Franck-Dernoncourt / NeuroNER

Named-entity recognition using neural networks. Easy-to-use and state-of-the-art results.
http://neuroner.com
MIT License
1.7k stars 475 forks source link

Usage of CoNLL-03 values #126

Closed svanhvitlilja closed 5 years ago

svanhvitlilja commented 6 years ago

Hi! We're working on a named entity recognizer for Icelandic, using NeuroNER and an annotated training corpus.

As there is no support for Icelandic in Spacy or the Stanford NLP tools, we ran into a problem when running NeuroNER on our data in brat format (error appears when tokenizing using spacy in brat_to_conll.py)

Our question is: Can we bypass using Spacy altogether by formatting our data in conll-03 ourselves, using available Icelandic NLP resources? And to what extent are the conll values used in NeuroNER?

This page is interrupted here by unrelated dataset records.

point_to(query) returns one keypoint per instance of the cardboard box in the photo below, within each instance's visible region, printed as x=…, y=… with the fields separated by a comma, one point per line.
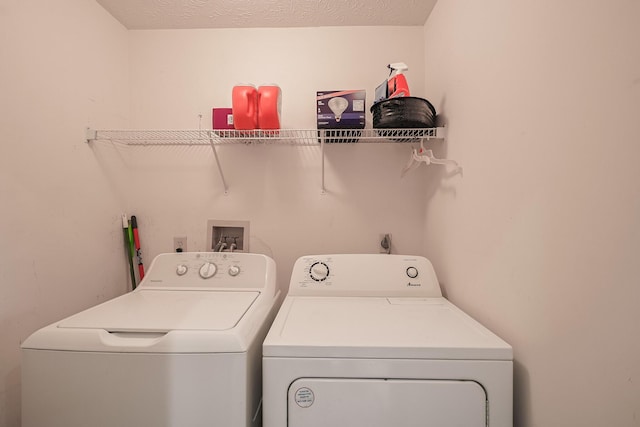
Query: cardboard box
x=341, y=109
x=222, y=118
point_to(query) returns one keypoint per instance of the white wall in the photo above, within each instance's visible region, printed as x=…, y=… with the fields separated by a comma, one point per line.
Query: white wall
x=177, y=75
x=540, y=239
x=63, y=65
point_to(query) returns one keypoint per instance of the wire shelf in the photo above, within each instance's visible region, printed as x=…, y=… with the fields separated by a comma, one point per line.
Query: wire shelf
x=280, y=136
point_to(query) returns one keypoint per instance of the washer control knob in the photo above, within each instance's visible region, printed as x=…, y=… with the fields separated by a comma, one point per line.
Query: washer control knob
x=181, y=270
x=208, y=270
x=319, y=271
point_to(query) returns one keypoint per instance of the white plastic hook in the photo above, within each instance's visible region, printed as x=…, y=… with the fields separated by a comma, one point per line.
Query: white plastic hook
x=421, y=155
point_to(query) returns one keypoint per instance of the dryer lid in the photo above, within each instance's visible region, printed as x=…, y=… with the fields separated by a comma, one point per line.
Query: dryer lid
x=163, y=311
x=374, y=327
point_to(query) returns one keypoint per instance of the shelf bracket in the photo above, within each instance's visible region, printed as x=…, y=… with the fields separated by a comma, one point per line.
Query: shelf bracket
x=322, y=138
x=91, y=135
x=215, y=154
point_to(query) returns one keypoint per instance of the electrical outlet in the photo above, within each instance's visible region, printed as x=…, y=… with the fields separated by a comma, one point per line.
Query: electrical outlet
x=385, y=243
x=227, y=236
x=180, y=244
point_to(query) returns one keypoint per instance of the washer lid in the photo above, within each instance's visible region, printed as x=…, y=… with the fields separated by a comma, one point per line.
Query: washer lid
x=163, y=311
x=374, y=327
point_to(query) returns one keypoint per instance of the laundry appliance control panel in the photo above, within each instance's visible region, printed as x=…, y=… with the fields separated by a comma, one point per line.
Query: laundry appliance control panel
x=364, y=274
x=208, y=270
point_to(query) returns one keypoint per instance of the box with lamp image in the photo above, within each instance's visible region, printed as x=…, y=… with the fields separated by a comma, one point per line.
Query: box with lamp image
x=340, y=109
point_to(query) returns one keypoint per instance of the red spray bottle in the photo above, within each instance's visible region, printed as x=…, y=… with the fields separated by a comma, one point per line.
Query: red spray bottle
x=397, y=83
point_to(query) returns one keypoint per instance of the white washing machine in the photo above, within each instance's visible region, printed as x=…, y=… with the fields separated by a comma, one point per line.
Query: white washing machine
x=182, y=350
x=369, y=341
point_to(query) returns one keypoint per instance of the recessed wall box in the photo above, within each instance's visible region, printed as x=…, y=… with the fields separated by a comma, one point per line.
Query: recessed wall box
x=227, y=236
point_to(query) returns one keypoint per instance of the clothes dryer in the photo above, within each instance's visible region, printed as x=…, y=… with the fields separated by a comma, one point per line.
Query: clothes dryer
x=369, y=341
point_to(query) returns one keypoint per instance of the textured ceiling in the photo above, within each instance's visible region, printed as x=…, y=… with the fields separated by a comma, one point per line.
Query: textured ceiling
x=165, y=14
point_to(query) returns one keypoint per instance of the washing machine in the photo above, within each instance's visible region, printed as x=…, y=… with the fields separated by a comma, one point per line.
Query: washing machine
x=369, y=341
x=182, y=350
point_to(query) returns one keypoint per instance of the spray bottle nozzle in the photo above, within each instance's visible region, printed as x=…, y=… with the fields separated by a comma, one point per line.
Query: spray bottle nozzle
x=398, y=67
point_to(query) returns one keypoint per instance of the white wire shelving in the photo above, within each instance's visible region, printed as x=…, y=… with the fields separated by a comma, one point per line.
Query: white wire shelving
x=281, y=136
x=301, y=137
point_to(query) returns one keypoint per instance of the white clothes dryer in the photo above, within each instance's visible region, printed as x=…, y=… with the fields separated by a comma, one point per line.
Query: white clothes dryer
x=369, y=341
x=183, y=349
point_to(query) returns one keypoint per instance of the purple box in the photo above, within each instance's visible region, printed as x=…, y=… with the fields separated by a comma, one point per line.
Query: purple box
x=341, y=109
x=222, y=118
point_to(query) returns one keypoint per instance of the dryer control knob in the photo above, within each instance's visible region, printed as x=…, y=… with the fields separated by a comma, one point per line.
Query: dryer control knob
x=412, y=272
x=208, y=270
x=319, y=271
x=181, y=270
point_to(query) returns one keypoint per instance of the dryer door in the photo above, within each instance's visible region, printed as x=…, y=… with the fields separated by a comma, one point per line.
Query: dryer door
x=357, y=402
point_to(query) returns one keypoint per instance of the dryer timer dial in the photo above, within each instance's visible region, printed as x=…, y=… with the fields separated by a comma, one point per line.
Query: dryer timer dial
x=319, y=271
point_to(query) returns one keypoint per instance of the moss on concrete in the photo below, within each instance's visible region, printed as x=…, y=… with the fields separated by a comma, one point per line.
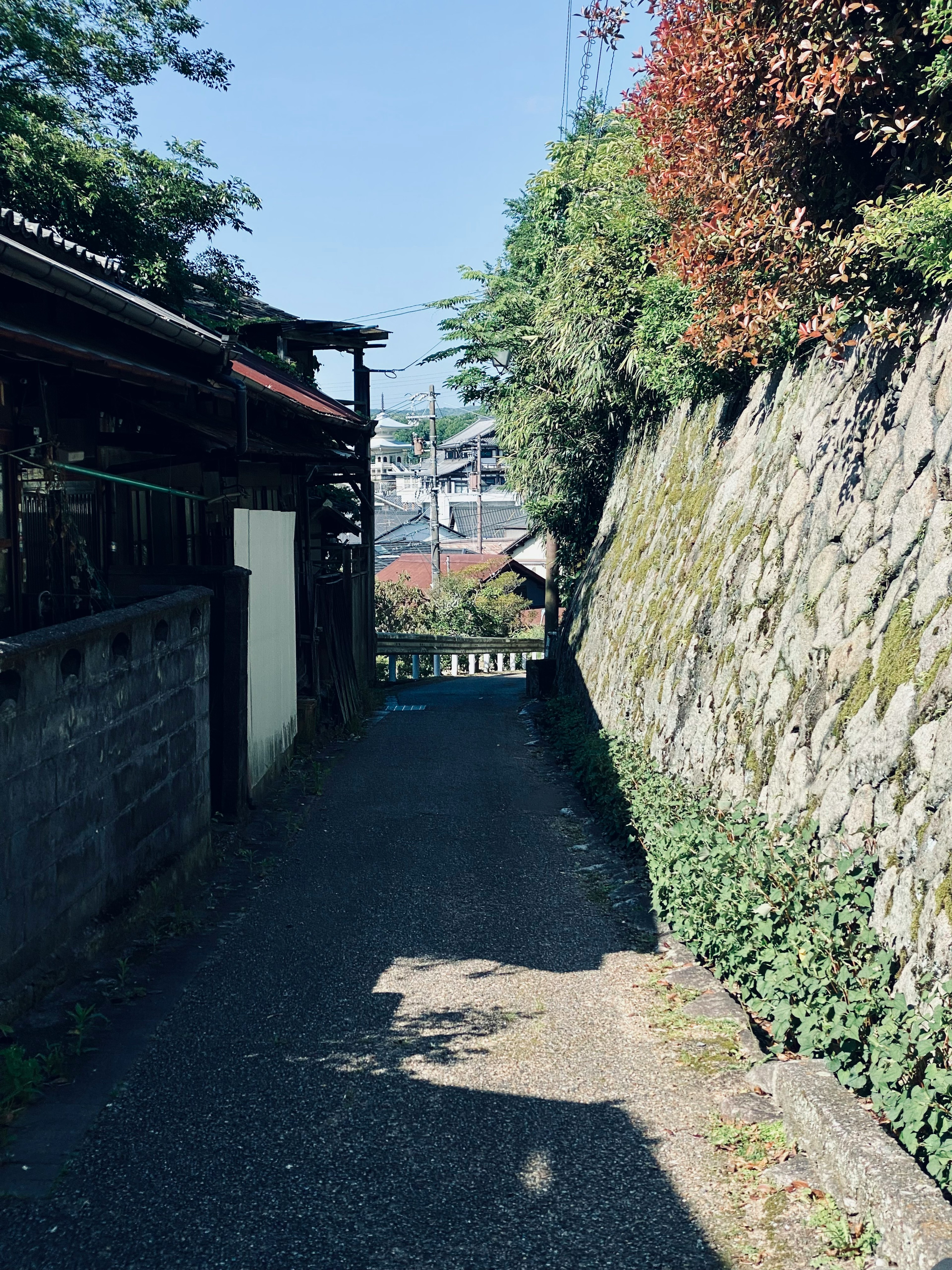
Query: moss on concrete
x=856, y=699
x=899, y=656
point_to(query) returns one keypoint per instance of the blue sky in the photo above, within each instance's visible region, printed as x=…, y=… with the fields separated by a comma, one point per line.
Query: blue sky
x=383, y=139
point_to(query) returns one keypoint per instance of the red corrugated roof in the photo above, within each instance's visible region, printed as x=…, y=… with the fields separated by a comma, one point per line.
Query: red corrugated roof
x=317, y=402
x=421, y=570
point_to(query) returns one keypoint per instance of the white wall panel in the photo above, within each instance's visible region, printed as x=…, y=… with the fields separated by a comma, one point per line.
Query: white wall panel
x=265, y=543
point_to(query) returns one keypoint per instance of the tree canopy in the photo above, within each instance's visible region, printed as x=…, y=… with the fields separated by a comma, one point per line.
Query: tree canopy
x=69, y=150
x=780, y=171
x=573, y=336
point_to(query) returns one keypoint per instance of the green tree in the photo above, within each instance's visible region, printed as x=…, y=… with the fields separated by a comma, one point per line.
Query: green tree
x=400, y=607
x=69, y=153
x=464, y=604
x=573, y=337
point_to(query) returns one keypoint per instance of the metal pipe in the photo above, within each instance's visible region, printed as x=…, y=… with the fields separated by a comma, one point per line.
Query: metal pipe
x=242, y=406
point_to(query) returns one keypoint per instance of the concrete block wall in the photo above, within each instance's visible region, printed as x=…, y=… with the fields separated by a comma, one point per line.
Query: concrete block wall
x=105, y=771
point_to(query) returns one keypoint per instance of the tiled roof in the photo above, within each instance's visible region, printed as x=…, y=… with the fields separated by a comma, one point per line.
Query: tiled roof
x=479, y=429
x=267, y=378
x=54, y=244
x=497, y=517
x=419, y=568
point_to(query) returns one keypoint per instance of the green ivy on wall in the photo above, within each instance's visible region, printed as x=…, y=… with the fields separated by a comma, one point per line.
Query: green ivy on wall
x=782, y=926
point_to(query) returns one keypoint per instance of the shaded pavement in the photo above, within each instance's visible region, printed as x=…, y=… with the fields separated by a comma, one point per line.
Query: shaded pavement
x=405, y=1053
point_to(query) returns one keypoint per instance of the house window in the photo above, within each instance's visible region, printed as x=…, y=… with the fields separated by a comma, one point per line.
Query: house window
x=140, y=526
x=192, y=531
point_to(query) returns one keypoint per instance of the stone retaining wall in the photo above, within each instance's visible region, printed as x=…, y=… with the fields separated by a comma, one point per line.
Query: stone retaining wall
x=769, y=606
x=103, y=765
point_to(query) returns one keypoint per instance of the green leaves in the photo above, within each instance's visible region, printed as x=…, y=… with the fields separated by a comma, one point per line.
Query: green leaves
x=68, y=140
x=789, y=930
x=549, y=345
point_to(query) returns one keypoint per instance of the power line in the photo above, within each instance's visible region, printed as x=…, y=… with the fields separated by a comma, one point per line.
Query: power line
x=564, y=117
x=407, y=309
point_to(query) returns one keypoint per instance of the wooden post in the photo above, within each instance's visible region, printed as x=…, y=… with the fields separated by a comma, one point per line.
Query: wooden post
x=362, y=407
x=479, y=495
x=435, y=496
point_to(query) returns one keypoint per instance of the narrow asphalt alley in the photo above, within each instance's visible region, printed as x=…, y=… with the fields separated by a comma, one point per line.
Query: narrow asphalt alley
x=409, y=1053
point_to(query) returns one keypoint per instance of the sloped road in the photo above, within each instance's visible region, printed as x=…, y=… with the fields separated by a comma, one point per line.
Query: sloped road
x=411, y=1053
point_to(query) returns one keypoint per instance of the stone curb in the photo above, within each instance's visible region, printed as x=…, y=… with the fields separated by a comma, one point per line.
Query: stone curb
x=851, y=1156
x=860, y=1164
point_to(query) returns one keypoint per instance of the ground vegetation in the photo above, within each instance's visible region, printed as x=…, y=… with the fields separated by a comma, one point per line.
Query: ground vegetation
x=461, y=604
x=789, y=931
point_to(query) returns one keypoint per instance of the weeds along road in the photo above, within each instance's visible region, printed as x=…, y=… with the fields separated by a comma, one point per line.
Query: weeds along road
x=412, y=1052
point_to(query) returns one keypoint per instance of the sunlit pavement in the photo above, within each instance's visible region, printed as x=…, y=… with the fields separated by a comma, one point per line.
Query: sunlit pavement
x=412, y=1052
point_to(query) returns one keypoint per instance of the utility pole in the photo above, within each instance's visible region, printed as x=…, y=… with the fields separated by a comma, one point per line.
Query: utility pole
x=479, y=495
x=435, y=497
x=551, y=597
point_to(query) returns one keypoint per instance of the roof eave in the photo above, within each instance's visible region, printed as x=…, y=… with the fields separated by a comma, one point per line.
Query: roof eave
x=26, y=265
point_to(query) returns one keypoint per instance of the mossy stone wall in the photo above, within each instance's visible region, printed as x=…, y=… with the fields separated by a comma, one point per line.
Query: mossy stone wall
x=769, y=606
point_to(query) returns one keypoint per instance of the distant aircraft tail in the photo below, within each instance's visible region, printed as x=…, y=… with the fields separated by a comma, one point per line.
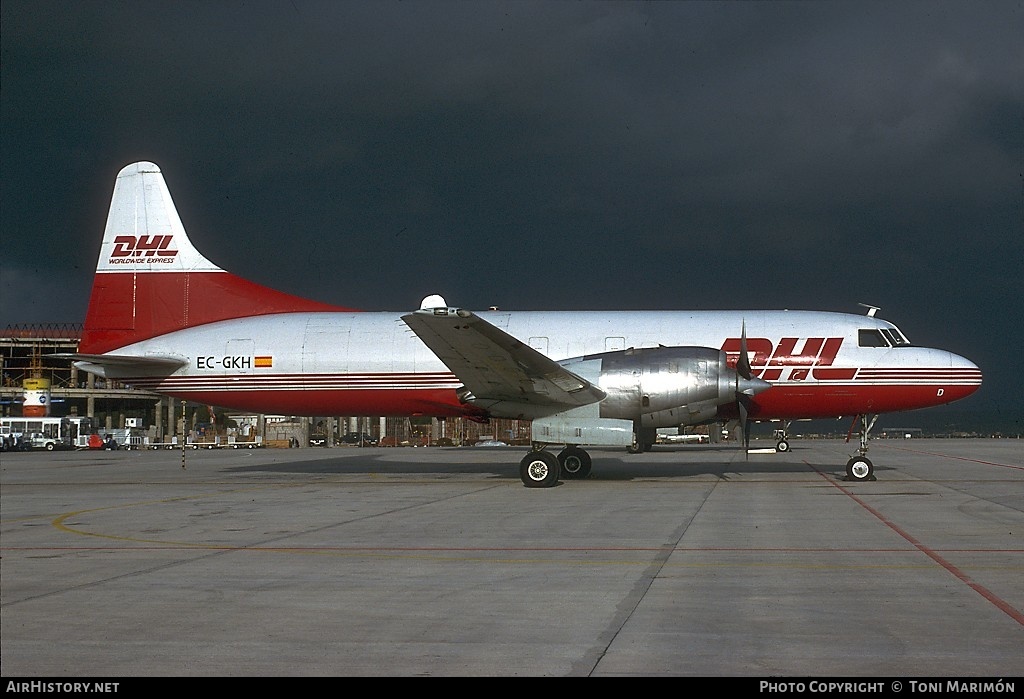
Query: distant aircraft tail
x=152, y=280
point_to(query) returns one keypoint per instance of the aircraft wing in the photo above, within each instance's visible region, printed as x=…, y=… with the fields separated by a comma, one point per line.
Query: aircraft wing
x=501, y=374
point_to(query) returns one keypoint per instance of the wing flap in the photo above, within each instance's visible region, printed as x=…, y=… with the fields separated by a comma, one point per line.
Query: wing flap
x=501, y=374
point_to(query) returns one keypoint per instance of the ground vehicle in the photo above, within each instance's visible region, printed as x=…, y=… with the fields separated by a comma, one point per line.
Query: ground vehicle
x=358, y=439
x=41, y=433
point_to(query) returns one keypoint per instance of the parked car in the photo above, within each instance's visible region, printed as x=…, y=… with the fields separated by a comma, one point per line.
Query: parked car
x=492, y=442
x=358, y=439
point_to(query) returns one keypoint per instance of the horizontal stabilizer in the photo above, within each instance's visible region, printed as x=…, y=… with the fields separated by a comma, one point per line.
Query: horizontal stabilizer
x=501, y=374
x=122, y=365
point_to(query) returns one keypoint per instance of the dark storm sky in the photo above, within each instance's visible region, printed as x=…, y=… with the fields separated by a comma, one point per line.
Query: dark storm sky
x=540, y=155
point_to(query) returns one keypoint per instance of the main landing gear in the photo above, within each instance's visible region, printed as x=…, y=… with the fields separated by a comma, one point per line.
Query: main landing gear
x=541, y=469
x=782, y=445
x=860, y=468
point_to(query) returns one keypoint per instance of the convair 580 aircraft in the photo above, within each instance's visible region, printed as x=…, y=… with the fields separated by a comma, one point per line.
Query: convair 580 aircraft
x=164, y=317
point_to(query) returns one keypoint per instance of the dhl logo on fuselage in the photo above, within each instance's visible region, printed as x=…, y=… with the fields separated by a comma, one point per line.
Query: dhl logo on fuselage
x=142, y=250
x=768, y=361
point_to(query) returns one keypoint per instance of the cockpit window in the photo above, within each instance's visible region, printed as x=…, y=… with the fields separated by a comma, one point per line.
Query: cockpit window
x=893, y=336
x=870, y=338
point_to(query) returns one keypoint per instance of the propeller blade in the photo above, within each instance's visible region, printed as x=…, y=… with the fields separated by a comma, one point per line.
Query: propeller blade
x=743, y=362
x=741, y=401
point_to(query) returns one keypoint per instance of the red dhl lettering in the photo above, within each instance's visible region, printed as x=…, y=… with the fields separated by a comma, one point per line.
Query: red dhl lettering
x=146, y=247
x=815, y=354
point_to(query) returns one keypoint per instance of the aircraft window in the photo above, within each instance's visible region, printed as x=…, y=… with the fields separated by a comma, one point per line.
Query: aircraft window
x=871, y=338
x=900, y=338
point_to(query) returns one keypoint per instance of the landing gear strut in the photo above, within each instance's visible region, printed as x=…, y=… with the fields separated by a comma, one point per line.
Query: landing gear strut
x=540, y=469
x=782, y=445
x=860, y=468
x=576, y=463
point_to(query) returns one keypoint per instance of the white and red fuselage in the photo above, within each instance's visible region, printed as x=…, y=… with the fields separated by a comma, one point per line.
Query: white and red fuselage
x=241, y=345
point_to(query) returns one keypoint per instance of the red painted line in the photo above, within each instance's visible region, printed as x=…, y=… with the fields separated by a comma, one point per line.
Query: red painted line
x=932, y=554
x=963, y=459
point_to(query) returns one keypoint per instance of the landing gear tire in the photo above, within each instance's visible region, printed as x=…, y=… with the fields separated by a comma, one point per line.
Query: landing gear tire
x=540, y=470
x=576, y=463
x=859, y=469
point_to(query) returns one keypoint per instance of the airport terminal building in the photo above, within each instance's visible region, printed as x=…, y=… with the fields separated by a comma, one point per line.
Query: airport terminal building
x=37, y=383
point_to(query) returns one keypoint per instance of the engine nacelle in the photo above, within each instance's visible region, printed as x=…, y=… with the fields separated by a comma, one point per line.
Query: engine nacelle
x=666, y=386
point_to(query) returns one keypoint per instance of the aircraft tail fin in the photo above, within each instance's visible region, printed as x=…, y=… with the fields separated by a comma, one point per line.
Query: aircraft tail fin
x=152, y=280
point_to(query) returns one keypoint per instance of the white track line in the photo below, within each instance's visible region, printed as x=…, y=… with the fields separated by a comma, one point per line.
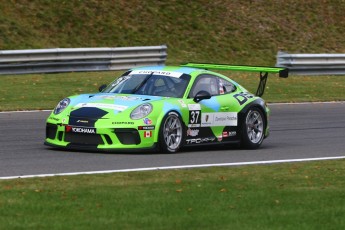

Gregory-Howard commented 6 years ago

Hi, You need to check this code : https://github.com/Franck-Dernoncourt/NeuroNER/blob/master/src/brat_to_conll.py#L20 and understand what it does. Then replace it with a Icelandic tokenizer/sentence segmenter

Gregory-Howard commented 6 years ago

It's not easy to do it could take a lot of time

svanhvitlilja commented 5 years ago

Thanks, we changed the source code to use our own tokenizing method :)